In the middle of her second paragraph she stops writing and rips up her letter, flushes it down the toilet, and starts laughing.


She cannot help herself, she continues to laugh hysterically, as if she’s just watched a marathon of Will Ferrell movies. She doesn’t know what has overcome her.


In the middle of writing her apologies, she realized she didn't even apologize to the right person. She sees that she should have been writing an apology to herself.

***

When she first began to notice her unstable mind so easily affected by what most would consider small affairs, instead of researching and getting help Lisa felt her only option was to suffer alone. Most victims of depression do feel this exact way. They have feelings of guilt, as if this was their choosing and own doing that caused their brains to react this way and the chemical imbalance is somehow their fault. This, however, is not true.


No one wants to burden anyone, but do you know what happens when someone commits suicide? They don’t take away their own pain, they simply transfer it to someone else.


Whether you realize it or not a lot of people actually care about your existence. No person is obligated to telling you this, but you do matter. Maybe the reason for your life isn't as obvious and shiny as Katy Perry’s or Rachel McAdam’s, but you have a reason as to why you are here.





So many people are dying every second and do not want to. They are fighting and struggling to breathe to stay one more moment alive... And then there are sad, lonely, depressed, and hopeless people, such as Lisa, who feel they do not belong and should not.


Lisa has every right to feel how she may, but she does not in any way deserve it. For every moment you may feel unwanted or unimportant, stop and think to yourself that somewhere you have made someone’s day. You have made another person smile. You may not have known it, but you have. You see hundreds of people throughout your life and with that sight you come across tons of thoughts.
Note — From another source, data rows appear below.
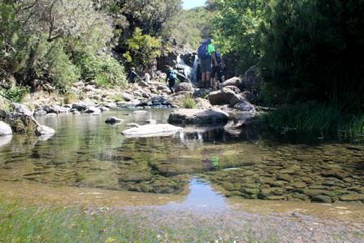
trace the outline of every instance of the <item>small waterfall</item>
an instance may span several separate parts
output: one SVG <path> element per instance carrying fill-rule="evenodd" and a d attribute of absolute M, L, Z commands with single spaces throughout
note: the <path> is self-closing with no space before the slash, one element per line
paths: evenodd
<path fill-rule="evenodd" d="M 197 83 L 197 66 L 199 62 L 199 60 L 196 55 L 195 56 L 193 67 L 190 67 L 186 64 L 181 57 L 181 56 L 178 55 L 178 56 L 177 57 L 177 66 L 176 67 L 177 69 L 181 70 L 183 74 L 190 80 L 194 83 Z"/>

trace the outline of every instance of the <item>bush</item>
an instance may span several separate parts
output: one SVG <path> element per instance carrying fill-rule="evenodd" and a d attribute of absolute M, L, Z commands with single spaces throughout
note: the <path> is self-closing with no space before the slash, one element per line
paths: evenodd
<path fill-rule="evenodd" d="M 287 135 L 354 138 L 364 134 L 364 115 L 344 114 L 317 102 L 286 105 L 263 115 L 261 124 Z"/>
<path fill-rule="evenodd" d="M 364 102 L 362 1 L 277 0 L 261 28 L 266 80 L 296 101 L 316 100 L 359 112 Z"/>
<path fill-rule="evenodd" d="M 186 109 L 193 109 L 196 104 L 193 98 L 191 96 L 185 96 L 182 100 L 182 106 Z"/>
<path fill-rule="evenodd" d="M 66 87 L 79 79 L 80 70 L 70 60 L 61 40 L 50 48 L 46 57 L 49 66 L 48 75 L 61 91 L 64 91 Z"/>
<path fill-rule="evenodd" d="M 16 86 L 8 89 L 0 90 L 0 95 L 14 102 L 21 102 L 23 98 L 29 94 L 28 87 Z"/>
<path fill-rule="evenodd" d="M 124 67 L 112 57 L 79 53 L 75 62 L 80 68 L 83 80 L 95 80 L 98 85 L 104 87 L 125 87 L 127 84 Z"/>
<path fill-rule="evenodd" d="M 126 44 L 128 51 L 124 57 L 130 67 L 135 67 L 139 70 L 150 67 L 161 54 L 159 39 L 143 34 L 142 30 L 138 28 L 134 31 L 132 37 L 126 40 Z"/>

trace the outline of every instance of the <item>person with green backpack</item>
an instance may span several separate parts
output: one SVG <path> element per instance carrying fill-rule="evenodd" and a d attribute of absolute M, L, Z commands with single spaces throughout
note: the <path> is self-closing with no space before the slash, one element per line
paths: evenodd
<path fill-rule="evenodd" d="M 214 66 L 218 65 L 216 56 L 216 49 L 212 44 L 211 39 L 209 38 L 201 42 L 197 50 L 197 56 L 200 59 L 203 86 L 205 88 L 209 88 L 212 70 L 212 61 L 214 62 Z"/>
<path fill-rule="evenodd" d="M 173 87 L 175 85 L 175 82 L 177 79 L 177 71 L 173 69 L 170 66 L 168 66 L 167 70 L 167 78 L 166 78 L 166 83 L 168 82 L 168 87 L 171 90 L 172 93 L 174 93 Z"/>

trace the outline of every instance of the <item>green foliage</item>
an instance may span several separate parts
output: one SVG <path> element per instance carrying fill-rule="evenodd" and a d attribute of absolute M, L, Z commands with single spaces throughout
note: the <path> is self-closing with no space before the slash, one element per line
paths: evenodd
<path fill-rule="evenodd" d="M 238 57 L 231 65 L 237 74 L 258 62 L 260 54 L 259 27 L 264 21 L 262 0 L 216 0 L 218 10 L 213 19 L 214 39 L 223 54 Z"/>
<path fill-rule="evenodd" d="M 196 107 L 195 100 L 191 96 L 186 96 L 182 100 L 182 106 L 186 109 L 193 109 Z"/>
<path fill-rule="evenodd" d="M 75 56 L 74 62 L 79 67 L 83 80 L 95 80 L 104 87 L 126 85 L 124 67 L 112 57 L 79 53 Z"/>
<path fill-rule="evenodd" d="M 0 95 L 14 102 L 21 102 L 23 98 L 29 93 L 28 87 L 12 87 L 10 89 L 0 90 Z"/>
<path fill-rule="evenodd" d="M 50 48 L 46 57 L 49 65 L 49 75 L 54 84 L 61 90 L 64 90 L 65 87 L 79 80 L 80 70 L 65 53 L 62 41 L 57 41 Z"/>
<path fill-rule="evenodd" d="M 353 138 L 364 134 L 364 115 L 348 115 L 317 102 L 286 105 L 263 115 L 261 124 L 282 134 Z"/>
<path fill-rule="evenodd" d="M 149 67 L 161 55 L 161 42 L 158 38 L 148 34 L 143 34 L 137 28 L 132 38 L 126 40 L 128 51 L 124 54 L 129 66 L 139 70 Z"/>
<path fill-rule="evenodd" d="M 295 100 L 357 112 L 364 102 L 362 1 L 272 1 L 261 28 L 261 68 Z"/>
<path fill-rule="evenodd" d="M 38 80 L 53 83 L 62 91 L 78 80 L 79 71 L 71 61 L 73 54 L 93 54 L 112 37 L 108 18 L 96 11 L 93 3 L 0 3 L 0 76 L 13 75 L 18 84 L 33 89 Z"/>
<path fill-rule="evenodd" d="M 179 44 L 197 49 L 202 39 L 212 35 L 214 29 L 211 22 L 214 14 L 204 7 L 182 10 L 166 23 L 162 39 L 173 38 Z"/>

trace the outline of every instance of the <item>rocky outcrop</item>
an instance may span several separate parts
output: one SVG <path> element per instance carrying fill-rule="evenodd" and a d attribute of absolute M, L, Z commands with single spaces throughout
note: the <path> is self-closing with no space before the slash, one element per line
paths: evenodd
<path fill-rule="evenodd" d="M 105 123 L 107 123 L 108 124 L 115 124 L 116 123 L 121 123 L 123 122 L 124 120 L 123 120 L 122 119 L 114 117 L 113 116 L 110 116 L 110 117 L 108 117 L 107 119 L 106 119 L 106 120 L 105 120 Z"/>
<path fill-rule="evenodd" d="M 14 112 L 21 115 L 24 115 L 28 116 L 33 116 L 33 112 L 26 106 L 16 103 L 12 104 Z"/>
<path fill-rule="evenodd" d="M 206 99 L 203 99 L 202 98 L 196 98 L 195 99 L 195 102 L 196 102 L 196 106 L 199 109 L 210 109 L 212 107 L 210 101 Z"/>
<path fill-rule="evenodd" d="M 27 115 L 19 113 L 11 113 L 5 122 L 15 133 L 34 133 L 39 125 L 32 115 Z"/>
<path fill-rule="evenodd" d="M 128 137 L 160 137 L 172 135 L 181 129 L 168 124 L 146 124 L 125 130 L 122 134 Z"/>
<path fill-rule="evenodd" d="M 263 85 L 263 79 L 259 69 L 253 66 L 248 69 L 241 79 L 241 85 L 245 89 L 255 94 L 258 93 Z"/>
<path fill-rule="evenodd" d="M 188 82 L 181 82 L 175 88 L 176 92 L 186 92 L 193 93 L 195 89 L 192 85 Z"/>
<path fill-rule="evenodd" d="M 195 124 L 200 126 L 222 124 L 228 123 L 228 114 L 219 109 L 209 110 L 178 110 L 169 115 L 168 122 L 175 124 Z"/>
<path fill-rule="evenodd" d="M 5 123 L 0 122 L 0 137 L 13 134 L 11 128 Z"/>
<path fill-rule="evenodd" d="M 44 106 L 43 107 L 43 110 L 46 111 L 47 114 L 60 114 L 68 112 L 68 111 L 69 111 L 69 108 L 62 107 L 60 105 L 53 105 Z"/>
<path fill-rule="evenodd" d="M 35 134 L 39 136 L 50 136 L 53 135 L 55 133 L 54 129 L 46 125 L 39 125 L 35 130 Z"/>
<path fill-rule="evenodd" d="M 233 77 L 231 78 L 229 78 L 223 83 L 220 85 L 221 87 L 226 87 L 226 86 L 235 86 L 241 89 L 242 87 L 241 80 L 242 77 Z"/>
<path fill-rule="evenodd" d="M 235 96 L 235 93 L 225 88 L 209 94 L 208 99 L 212 105 L 223 105 L 230 104 L 230 100 Z"/>
<path fill-rule="evenodd" d="M 142 101 L 136 106 L 148 106 L 153 108 L 173 108 L 174 107 L 169 99 L 165 96 L 155 96 L 147 101 Z"/>

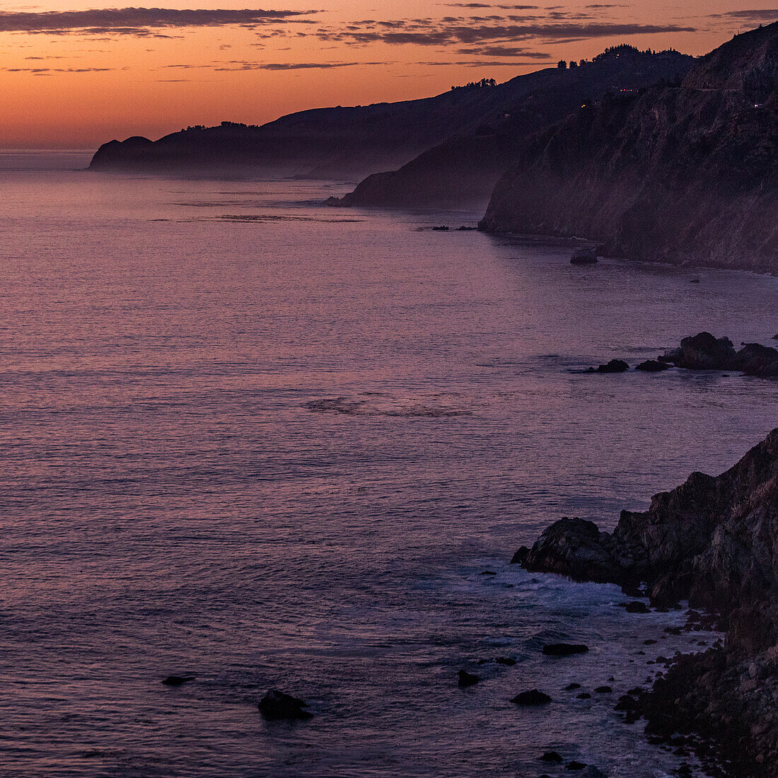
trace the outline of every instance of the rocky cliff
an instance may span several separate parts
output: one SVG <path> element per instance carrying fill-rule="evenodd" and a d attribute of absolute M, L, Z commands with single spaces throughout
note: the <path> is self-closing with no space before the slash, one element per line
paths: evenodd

Some thought are good while others may be bad, but you still thought something. That girl’s outfit is pretty, that guy’s smile is nice, that family looks happy, whatever. With this in mind try to remember that you’ve been a thought for someone else. Someone out there must’ve thought what a nice smile you had, how great maybe your life was, and whether it is the truth or not, you still affected that person somehow just by walking past them.


Now imagine, if you do decide to be courageous and open up to others while you are suffering, just think what the possibilities could be. What if the person you open up to is perhaps suffering, in another way, too?


We expect people to not make assumptions about us, all the while we continue to make assumptions about others. “They’ll just find me as a burden.” “I don’t matter enough to share my problems.”


How dare you answer for someone you haven’t even asked. You don’t know, and that’s the beauty, you’ll only know when you be brave enough to share. The very act of you sharing your story, could help another person. If there’s one thing I’ve learned it’s that helping someone else is far more satisfying than helping myself. Stay happy, own up to your feelings, and get help if you need it because you deserve to be happy. Don’t let anyone tell you otherwise, ever.